This year was "never intended to turn off advertisers. That was never the plan. It just happened that way," said one studio's marketing chief. "But you can bet, with movies getting more expensive to open, that probably won't happen again."
"Next year is absolutely a good year for brands," said Tom Meyer, senior VP at Davie-Brown Entertainment, a Los Angeles-based product placement agency. "There's a lot of opportunity for brands to get involved."
This year, films like "Troy," "King Arthur," "The Alamo," "Van Helsing," "The Chronicles of Riddick," "The Village" and "Alexander" dominated the slate, forcing promotional partners to sit on the sidelines and spend their marketing dollars elsewhere, namely TV.
Marketing mavens anticipate "Star Wars: Episode III-Revenge of the Sith," "Charlie and the Chocolate Factory," "Fantastic Four," "Batman Begins," "War of the Worlds," "The Pink Panther," "The Legend of Zorro" and "Madagascar" to be big draws at the box office next summer.
The overall pattern of marketers' 2005 buy-ins is also expected to change. This year, multiple advertisers frontloaded promotions to a handful of films like "Shrek 2," "Spider-Man 2" and "The Incredibles." But brand representatives said next year's tie-in deals will be spread out across a broader variety of films. "Brands don't want to be in a movie if there are 10 other partners," Mr. Meyer said.

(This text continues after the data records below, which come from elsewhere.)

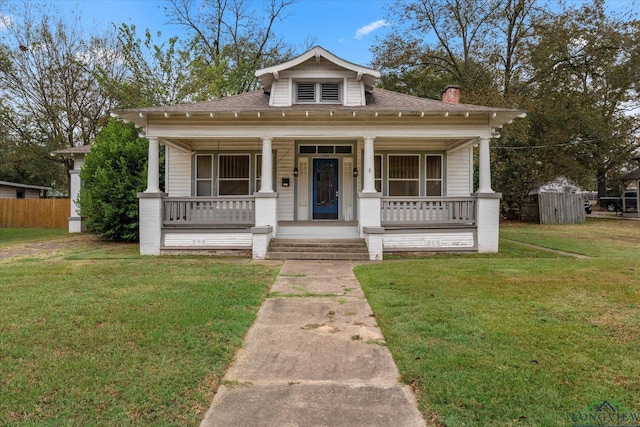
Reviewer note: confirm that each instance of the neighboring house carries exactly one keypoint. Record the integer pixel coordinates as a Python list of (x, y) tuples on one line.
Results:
[(634, 178), (76, 155), (320, 153), (559, 185), (12, 190)]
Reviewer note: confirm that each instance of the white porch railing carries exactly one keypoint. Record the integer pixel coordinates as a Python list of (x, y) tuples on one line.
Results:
[(425, 211), (208, 211)]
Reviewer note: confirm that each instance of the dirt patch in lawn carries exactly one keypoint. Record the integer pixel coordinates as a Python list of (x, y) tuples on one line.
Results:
[(51, 247)]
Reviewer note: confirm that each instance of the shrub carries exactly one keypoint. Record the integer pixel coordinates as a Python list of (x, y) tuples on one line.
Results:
[(113, 173)]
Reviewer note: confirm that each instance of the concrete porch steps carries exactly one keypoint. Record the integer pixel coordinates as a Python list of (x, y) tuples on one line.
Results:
[(318, 249)]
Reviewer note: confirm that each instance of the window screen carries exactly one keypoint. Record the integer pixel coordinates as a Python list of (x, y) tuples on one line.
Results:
[(233, 175), (404, 175)]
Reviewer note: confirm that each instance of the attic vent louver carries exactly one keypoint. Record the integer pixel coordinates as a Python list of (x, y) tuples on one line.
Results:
[(330, 92), (306, 92)]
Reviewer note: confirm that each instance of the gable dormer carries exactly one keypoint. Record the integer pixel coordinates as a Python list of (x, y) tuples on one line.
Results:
[(317, 77)]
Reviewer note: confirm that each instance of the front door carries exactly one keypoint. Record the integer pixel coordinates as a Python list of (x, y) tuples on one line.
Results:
[(325, 189)]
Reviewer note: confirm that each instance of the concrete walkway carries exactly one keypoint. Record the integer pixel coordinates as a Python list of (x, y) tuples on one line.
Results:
[(314, 358)]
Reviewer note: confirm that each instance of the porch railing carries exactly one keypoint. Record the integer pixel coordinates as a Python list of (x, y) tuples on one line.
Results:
[(423, 211), (208, 211)]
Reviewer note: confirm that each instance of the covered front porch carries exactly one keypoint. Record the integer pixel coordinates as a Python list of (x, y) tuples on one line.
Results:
[(247, 223)]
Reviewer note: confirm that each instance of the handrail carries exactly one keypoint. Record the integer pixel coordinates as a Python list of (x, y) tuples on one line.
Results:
[(399, 211), (208, 211)]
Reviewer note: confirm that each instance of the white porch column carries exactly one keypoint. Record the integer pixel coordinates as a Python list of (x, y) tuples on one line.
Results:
[(368, 177), (151, 206), (266, 204), (485, 166), (369, 201), (266, 183), (75, 220), (153, 168), (487, 204)]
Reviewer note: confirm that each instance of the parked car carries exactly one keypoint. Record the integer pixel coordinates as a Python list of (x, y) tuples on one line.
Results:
[(614, 204)]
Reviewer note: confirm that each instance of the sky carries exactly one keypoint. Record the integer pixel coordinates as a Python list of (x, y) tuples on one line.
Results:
[(346, 28)]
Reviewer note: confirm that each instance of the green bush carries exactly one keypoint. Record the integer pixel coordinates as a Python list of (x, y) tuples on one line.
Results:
[(113, 173)]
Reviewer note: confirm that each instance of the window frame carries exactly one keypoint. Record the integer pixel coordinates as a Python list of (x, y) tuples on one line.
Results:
[(427, 180), (220, 180)]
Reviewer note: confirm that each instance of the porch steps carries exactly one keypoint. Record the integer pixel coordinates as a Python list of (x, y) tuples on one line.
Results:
[(319, 249)]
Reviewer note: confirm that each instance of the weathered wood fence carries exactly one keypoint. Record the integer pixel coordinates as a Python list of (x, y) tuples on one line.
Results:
[(34, 213), (556, 208)]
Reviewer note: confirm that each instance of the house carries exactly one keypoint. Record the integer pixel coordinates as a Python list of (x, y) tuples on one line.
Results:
[(12, 190), (76, 156), (559, 185), (320, 153)]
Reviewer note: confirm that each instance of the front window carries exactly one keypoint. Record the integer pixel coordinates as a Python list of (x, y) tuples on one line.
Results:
[(404, 175), (233, 179), (434, 175), (204, 175)]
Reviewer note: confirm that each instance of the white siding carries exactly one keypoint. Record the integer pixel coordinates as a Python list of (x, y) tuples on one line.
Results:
[(7, 192), (285, 154), (459, 173), (354, 93), (428, 240), (280, 93), (208, 240), (178, 173)]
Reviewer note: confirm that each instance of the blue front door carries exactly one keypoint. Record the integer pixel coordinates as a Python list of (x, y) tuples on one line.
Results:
[(325, 189)]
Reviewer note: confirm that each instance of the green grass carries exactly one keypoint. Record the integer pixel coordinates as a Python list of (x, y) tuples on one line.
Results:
[(522, 337), (11, 236), (103, 336)]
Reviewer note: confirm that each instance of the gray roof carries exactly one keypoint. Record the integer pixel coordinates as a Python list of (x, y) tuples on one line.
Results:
[(378, 100)]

Another reason: More marketers are testing the waters of branded entertainment at the same time studios struggle to control soaring movie marketing costs. The Motion Picture Association of America estimates that in 2003, it cost $34 million to market a movie, a 28% increase over the previous year. Summer marketing budgets easily top $50 million, and with studios opening more films worldwide, costs are only expected to increase further.
"The family audience is doing tremendous numbers at the box office," said Devery Holmes, president of placement shop NMA Entertainment, Los Angeles. "Marketers want to tap into that excitement." And with films like "Shrek 2" generating well over $200 million at the domestic box office, cases like "The Incredibles" attracting $150 million in extra marketing muscle from partners should become the norm, rather than the exception next year, marketers said.
Nonetheless, some advertisers are showing signs of disappointment. The fourth installment of the Harry Potter franchise will likely remain promo free. And some big titles that brands had counted on backing have moved out of 2005 entirely, including the next installment of the James Bond franchise, typically a magnet for promo partners, and the third outing of the "Mission Impossible" series. Despite being considered event films, "Batman Begins," "War of the Worlds" and "King Kong" are also seen as too dark in tone and action for many brands.